Abrités sous une bâche plastifiée (on reconnaît bien là la théâtralité de l’auteur de « Revelation in a Courthouse Park », une pièce musicale tirée des « Bacchantes » d’Euripide), les quatre musiciens s’installent à leurs instruments respectifs – on découvrira plus tard qu’il s’agit d’un piano, d’un violoncelle, d’une timbale et d’une soliste. Les lettres qui forment le sous-titre apparaissent : « 15 seconds before Harold Raw Dies », écrites à la main sous la bâche.
Violemment secoué, le plastique devient un des ces instruments fantastiques inventés par Partch et qui ont aidé la musique contemporaine à mûrir. Digne du chromélodéon dont Partch dessinera plusieurs moutures, la bâche suit la partition du vent (ce qu’expliquera, à l’issue de la représentation, le musicien américain).
Les premiers rires ont fusé lorsque, tour à tour, la violoncelliste et le percussionniste se sont pris les pieds dans la bâche. Puis, quand le même percussionniste a perdu sa baguette, l’envoyant valdinguer vers le public. Ils ont atteint leur apogée au moment où la pianiste, se penchant sur les cordes de son instrument pour y faire rouler une balle de ping-pong, s’est faite écraser par le couvercle du piano.
Il s’agissait, mais certains l’avaient découvert déjà depuis plusieurs minutes, d’une supercherie destinée à présenter aux élèves de l’école et à leurs enseignants la compagnie théâtrale du Détour, actuellement en résidence au Théâtre de Vénissieux. D’autres, qui pratiquent la musique contemporaine, se demandaient si c’était de l’art… ou du cochon. « Nous faisons nous-mêmes des trucs assez barrés. Nous avons été orientés dès la base sur une fausse route. Nous avons cru le directeur. »
Les comédiens expliquent leur façon de procéder : « Nous faisons les choses sérieusement et nous les décalons du côté du burlesque. »
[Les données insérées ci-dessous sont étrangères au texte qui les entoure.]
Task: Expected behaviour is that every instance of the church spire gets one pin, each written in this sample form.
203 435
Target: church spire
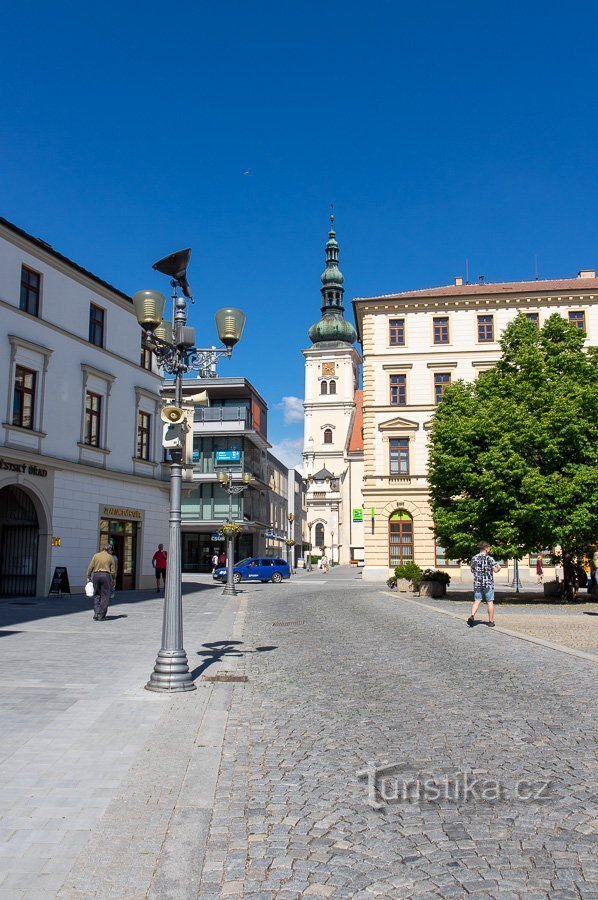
332 326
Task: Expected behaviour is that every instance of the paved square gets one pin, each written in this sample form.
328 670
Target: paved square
318 776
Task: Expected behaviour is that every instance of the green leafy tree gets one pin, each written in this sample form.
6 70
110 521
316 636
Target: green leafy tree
513 455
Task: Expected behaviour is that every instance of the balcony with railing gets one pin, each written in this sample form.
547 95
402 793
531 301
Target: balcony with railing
222 418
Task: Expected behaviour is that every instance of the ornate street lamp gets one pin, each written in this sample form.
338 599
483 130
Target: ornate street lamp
225 479
173 345
310 525
290 542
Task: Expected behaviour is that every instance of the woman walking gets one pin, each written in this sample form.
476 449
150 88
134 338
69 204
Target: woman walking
102 571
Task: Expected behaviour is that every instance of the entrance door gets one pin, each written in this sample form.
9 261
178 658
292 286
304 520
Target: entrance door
19 533
123 537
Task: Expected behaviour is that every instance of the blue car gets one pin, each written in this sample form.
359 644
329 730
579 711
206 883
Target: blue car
255 568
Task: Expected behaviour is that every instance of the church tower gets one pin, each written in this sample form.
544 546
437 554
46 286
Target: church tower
331 415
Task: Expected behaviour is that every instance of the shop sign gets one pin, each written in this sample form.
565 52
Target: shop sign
120 512
228 456
23 467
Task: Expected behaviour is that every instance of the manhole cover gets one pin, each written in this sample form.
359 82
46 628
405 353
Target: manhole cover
225 677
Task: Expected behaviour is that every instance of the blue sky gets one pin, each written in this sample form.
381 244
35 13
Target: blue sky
440 131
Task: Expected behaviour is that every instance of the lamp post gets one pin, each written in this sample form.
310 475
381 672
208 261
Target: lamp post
310 525
225 479
174 347
290 550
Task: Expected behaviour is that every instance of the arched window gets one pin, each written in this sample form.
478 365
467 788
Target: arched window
400 538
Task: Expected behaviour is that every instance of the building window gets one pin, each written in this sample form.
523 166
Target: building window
398 390
93 419
30 286
145 360
440 556
400 538
485 328
441 330
578 318
399 456
396 328
23 406
96 325
319 538
441 382
143 435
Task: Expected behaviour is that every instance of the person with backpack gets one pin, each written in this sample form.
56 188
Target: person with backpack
484 567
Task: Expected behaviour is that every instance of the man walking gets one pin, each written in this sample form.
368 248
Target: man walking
102 571
484 568
159 560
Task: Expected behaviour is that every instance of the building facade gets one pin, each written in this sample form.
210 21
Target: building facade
333 448
80 450
229 432
414 345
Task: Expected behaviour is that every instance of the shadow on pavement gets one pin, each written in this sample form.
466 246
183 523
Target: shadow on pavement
217 650
20 610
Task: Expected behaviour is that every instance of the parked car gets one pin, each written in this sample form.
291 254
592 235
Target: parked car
255 568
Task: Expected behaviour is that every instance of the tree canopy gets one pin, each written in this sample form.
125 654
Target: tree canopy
513 455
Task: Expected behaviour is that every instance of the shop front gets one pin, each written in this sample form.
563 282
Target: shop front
121 526
198 548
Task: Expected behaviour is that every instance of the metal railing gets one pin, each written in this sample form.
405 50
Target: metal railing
223 414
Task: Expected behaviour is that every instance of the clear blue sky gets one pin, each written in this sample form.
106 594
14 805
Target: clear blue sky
439 130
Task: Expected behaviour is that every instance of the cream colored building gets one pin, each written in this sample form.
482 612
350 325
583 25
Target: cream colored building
414 344
333 448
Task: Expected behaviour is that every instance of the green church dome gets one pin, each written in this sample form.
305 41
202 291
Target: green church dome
333 325
332 328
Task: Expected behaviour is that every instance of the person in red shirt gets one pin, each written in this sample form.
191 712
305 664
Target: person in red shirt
159 563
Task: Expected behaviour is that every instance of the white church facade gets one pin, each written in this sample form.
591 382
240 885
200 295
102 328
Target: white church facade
333 434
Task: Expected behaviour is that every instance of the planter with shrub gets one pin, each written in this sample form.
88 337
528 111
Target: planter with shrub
432 583
406 575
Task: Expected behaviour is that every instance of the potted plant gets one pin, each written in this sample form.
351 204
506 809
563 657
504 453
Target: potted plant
405 575
230 529
432 583
553 588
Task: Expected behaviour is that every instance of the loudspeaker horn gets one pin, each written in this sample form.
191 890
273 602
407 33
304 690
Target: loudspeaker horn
174 415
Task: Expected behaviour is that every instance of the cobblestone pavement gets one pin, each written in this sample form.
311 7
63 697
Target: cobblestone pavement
573 625
359 683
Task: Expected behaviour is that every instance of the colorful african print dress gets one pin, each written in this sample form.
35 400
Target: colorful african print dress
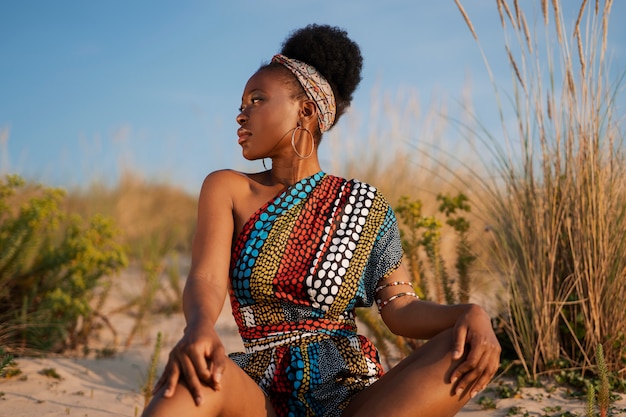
300 266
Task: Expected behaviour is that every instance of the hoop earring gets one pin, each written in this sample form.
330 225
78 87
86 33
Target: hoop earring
293 142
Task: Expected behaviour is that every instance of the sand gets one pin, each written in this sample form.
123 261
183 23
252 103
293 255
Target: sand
112 386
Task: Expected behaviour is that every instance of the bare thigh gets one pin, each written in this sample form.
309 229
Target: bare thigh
418 385
239 396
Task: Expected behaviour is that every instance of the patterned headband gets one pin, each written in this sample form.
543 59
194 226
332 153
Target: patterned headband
316 88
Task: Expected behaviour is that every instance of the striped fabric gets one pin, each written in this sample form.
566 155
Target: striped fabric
300 266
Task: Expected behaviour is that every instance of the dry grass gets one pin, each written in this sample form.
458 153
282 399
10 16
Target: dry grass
559 208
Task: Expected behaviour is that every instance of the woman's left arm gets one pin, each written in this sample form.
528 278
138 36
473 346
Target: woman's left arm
472 330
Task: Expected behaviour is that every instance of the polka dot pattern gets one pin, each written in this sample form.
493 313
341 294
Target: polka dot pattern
302 264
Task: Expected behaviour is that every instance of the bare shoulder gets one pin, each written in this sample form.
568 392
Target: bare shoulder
224 183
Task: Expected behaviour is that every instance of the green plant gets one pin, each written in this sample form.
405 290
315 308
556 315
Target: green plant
5 360
146 389
421 241
51 264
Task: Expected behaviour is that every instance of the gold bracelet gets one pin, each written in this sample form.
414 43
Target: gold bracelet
391 284
382 304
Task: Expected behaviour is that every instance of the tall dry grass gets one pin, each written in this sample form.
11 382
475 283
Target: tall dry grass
558 207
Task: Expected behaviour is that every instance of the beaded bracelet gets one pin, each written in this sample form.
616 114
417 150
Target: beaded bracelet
391 284
382 304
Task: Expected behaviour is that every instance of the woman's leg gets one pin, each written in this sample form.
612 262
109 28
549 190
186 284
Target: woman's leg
419 385
239 396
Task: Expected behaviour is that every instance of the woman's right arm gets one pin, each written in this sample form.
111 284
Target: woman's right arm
199 356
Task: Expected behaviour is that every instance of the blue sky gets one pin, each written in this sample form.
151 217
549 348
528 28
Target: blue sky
90 88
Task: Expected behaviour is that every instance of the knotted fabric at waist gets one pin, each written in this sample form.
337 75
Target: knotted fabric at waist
256 338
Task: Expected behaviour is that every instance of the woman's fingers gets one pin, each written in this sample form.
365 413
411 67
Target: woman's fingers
474 373
191 378
171 378
218 364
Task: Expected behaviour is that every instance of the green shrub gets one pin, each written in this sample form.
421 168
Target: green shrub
51 264
421 240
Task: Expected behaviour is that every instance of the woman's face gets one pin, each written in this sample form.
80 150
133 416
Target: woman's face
267 116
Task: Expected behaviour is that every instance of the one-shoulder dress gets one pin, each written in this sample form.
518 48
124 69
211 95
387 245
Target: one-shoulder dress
301 265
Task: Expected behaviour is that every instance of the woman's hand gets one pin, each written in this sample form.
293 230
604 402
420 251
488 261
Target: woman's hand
198 359
473 331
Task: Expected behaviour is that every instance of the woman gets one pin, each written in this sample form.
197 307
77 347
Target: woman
298 250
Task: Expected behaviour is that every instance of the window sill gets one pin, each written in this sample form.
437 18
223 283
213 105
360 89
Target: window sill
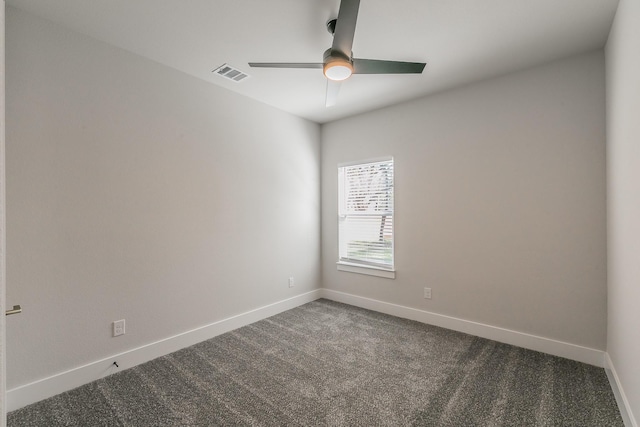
368 270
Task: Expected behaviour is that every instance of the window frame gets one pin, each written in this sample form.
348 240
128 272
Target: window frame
364 267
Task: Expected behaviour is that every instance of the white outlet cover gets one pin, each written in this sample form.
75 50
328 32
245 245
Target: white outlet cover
118 328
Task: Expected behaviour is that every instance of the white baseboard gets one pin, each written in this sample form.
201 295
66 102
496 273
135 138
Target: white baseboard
520 339
618 392
64 381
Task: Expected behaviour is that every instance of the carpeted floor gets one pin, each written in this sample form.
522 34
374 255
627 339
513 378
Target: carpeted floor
330 364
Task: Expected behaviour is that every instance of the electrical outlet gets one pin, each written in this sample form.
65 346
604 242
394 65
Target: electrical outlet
118 328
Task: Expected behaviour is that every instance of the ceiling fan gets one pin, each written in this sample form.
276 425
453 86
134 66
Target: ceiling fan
338 62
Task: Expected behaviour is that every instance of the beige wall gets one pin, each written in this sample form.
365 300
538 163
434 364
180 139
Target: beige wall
500 201
3 407
623 190
135 191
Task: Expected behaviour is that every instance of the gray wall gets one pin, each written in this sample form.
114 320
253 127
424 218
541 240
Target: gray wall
623 155
500 201
135 191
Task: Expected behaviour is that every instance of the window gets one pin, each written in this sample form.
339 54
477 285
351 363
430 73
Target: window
365 216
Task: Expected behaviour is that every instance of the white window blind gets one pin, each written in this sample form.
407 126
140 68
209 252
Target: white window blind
365 212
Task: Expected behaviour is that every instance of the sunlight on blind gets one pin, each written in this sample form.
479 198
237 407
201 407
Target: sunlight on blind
366 213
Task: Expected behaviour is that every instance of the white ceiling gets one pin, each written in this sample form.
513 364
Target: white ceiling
461 40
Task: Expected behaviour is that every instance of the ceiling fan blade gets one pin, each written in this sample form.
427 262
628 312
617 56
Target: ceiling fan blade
333 88
286 64
346 26
375 66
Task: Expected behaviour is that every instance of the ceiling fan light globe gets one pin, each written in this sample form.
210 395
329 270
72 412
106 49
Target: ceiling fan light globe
338 70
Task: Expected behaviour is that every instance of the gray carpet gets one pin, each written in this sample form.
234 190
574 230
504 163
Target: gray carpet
330 364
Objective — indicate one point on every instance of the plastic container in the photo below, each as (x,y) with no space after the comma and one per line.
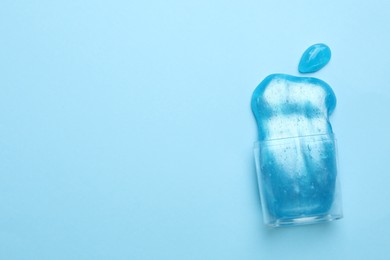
(298,180)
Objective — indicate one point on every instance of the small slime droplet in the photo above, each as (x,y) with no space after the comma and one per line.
(314,58)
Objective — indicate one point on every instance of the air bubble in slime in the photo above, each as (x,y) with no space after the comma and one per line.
(296,150)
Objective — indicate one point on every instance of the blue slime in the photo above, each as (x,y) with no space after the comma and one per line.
(297,158)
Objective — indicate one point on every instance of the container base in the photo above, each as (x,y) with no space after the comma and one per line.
(304,220)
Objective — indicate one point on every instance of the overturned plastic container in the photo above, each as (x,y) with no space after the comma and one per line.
(298,180)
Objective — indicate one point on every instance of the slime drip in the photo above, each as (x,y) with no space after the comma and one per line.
(297,159)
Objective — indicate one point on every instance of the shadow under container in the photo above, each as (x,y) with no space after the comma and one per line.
(298,180)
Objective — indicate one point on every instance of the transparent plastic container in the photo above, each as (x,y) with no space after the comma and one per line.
(298,180)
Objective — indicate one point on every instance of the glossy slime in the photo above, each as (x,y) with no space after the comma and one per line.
(296,159)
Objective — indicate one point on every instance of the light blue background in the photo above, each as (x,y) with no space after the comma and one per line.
(126,130)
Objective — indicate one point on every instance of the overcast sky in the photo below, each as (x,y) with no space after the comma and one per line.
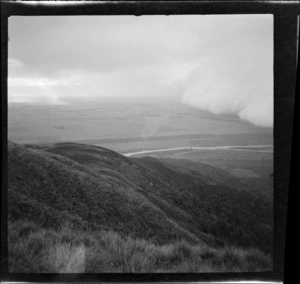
(222,64)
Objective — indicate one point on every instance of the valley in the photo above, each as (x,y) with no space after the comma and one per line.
(148,188)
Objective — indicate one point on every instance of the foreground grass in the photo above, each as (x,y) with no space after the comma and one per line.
(69,250)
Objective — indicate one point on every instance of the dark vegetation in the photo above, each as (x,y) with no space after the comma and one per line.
(159,209)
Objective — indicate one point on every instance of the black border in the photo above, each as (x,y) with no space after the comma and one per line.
(285,33)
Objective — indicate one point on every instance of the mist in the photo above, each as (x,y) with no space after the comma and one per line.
(221,64)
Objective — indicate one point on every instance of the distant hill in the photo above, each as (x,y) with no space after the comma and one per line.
(156,200)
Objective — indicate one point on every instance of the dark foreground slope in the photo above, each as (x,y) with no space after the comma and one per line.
(98,190)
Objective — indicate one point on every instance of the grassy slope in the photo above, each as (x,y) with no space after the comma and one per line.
(48,188)
(95,188)
(69,250)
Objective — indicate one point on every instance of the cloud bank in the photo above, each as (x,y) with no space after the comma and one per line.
(221,64)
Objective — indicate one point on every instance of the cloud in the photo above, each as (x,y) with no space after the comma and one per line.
(226,70)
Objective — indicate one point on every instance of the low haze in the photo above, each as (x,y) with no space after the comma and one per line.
(220,64)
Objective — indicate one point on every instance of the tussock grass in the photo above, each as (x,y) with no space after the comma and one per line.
(70,250)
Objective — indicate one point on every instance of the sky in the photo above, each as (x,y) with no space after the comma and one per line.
(218,63)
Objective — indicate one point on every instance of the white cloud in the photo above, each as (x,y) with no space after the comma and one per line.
(227,70)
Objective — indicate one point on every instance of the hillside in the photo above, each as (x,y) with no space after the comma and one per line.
(96,189)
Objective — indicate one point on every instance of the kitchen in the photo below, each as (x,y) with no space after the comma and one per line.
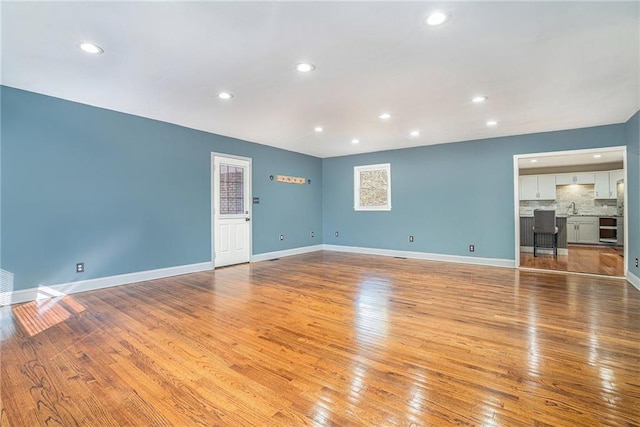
(586,191)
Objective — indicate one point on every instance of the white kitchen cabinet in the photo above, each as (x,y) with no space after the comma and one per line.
(576,178)
(614,177)
(583,229)
(537,187)
(602,189)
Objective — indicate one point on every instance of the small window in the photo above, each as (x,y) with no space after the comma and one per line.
(372,187)
(231,190)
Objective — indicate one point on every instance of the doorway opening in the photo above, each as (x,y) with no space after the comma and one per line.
(586,190)
(231,231)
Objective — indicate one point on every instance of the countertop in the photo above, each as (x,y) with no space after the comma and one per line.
(579,215)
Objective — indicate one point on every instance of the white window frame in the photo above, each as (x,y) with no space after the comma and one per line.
(356,186)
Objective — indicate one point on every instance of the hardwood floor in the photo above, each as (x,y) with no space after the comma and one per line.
(580,259)
(329,338)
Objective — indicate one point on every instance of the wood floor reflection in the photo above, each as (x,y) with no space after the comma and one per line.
(330,338)
(580,259)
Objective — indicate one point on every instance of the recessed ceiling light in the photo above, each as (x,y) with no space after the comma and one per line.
(304,67)
(437,18)
(91,48)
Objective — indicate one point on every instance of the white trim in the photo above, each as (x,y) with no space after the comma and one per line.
(493,262)
(543,270)
(634,280)
(31,294)
(287,252)
(516,206)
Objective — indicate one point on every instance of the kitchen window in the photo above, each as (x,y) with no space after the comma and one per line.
(372,187)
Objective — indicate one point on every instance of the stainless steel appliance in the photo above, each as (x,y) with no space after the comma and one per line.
(620,217)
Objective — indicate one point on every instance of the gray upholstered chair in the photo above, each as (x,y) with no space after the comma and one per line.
(544,222)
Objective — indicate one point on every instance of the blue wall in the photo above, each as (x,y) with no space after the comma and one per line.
(633,190)
(124,194)
(448,196)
Florent explique ensuite au public amusé comment l’on peut « faire de la musique malgré tout et comment, sur une prestation scénique, on arrive à construire quelque chose ». Il a organisé cette rencontre avec le théâtre et la compagnie en espérant que les élèves du cycle 3 puissent collaborer avec eux et les accompagner sur scène, le 28 mai, à l’occasion du spectacle « Demain, l’avenir ».
Le résultat s’avère prometteur.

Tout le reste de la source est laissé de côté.